Improving Energy Efficiency of Massive MIMO Relay Systems using Power Bisection Allocation for Cell-Edge Users

TL;DR

This paper enhances the energy efficiency of massive MIMO relay systems by proposing power bisection algorithms for optimal power allocation at base stations and relays, especially benefiting cell-edge users.

Contribution

It introduces a novel PBODS algorithm combining power bisection and exhaustive search, and an alternative AOP method for reduced complexity with minimal performance loss.

Findings

PBODS approaches optimal performance with lower complexity

AOP offers a practical trade-off between complexity and efficiency

Methods improve energy efficiency for cell-edge users in massive MIMO systems

Abstract

This paper studies downlink energy efficiency (EE) of a cellular massive Multiple Input Multiple Output (MIMO) system with massive number of antennas at both base station (BS) and relay considering cell-edge users which is less investigated in the literature. Some improving methods for base station (BS) and relay power allocation under quality of service constraints are proposed. The EE optimization problem is provided over BS and relay power variables (power dimensions). Considering the quasi-concavity property of the EE function relative to each power variable, we propose to use a power bisection algorithm (PBA) in one dimension, followed by the exhaustive search in the other dimension (ODS algorithm) which is called PBODS algorithm and also a method to limit the range of power variables.
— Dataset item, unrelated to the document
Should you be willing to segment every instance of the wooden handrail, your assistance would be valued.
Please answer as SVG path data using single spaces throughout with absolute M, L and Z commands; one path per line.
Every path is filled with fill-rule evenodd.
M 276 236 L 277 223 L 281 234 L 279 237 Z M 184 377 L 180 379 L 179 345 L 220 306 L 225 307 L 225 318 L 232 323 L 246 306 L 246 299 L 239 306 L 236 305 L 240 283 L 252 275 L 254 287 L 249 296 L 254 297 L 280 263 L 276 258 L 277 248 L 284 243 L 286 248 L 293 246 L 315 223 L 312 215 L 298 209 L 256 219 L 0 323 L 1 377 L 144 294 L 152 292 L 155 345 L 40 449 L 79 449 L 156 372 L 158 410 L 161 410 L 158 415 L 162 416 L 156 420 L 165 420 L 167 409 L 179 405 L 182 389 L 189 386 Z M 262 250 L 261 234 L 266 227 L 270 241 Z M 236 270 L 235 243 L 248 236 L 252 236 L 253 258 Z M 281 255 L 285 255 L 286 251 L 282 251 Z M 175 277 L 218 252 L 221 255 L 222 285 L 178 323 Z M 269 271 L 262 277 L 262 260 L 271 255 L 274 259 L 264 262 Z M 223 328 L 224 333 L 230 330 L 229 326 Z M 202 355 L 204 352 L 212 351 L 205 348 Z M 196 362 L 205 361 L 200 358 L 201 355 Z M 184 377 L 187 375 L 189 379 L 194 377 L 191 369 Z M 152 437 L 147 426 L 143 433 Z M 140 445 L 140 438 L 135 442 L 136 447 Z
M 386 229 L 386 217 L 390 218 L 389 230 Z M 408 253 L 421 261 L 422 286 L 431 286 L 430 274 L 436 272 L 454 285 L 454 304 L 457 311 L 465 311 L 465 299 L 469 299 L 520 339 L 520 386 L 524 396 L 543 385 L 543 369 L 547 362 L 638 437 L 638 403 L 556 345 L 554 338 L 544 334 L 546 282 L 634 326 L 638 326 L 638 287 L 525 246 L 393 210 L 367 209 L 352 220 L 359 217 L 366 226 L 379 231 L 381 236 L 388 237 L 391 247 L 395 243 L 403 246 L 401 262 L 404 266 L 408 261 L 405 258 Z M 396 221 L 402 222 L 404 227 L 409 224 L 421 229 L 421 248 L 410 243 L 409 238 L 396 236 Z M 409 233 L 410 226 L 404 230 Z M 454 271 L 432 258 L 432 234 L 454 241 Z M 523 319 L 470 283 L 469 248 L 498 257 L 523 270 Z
The results show that the performance of the PBODS algorithm approaches the performance of optimal solution which is exhaustive search in both dimensions while it has a lower complexity. In addition to that we suggest to use the PBA in two dimensions alternatively as the sub-optimal alternative optimization (AOP) algorithm. The complexity can highly be reduced using the AOP algorithm with a slight but acceptable degradation in performance which makes the algorithm much suitable for practical use.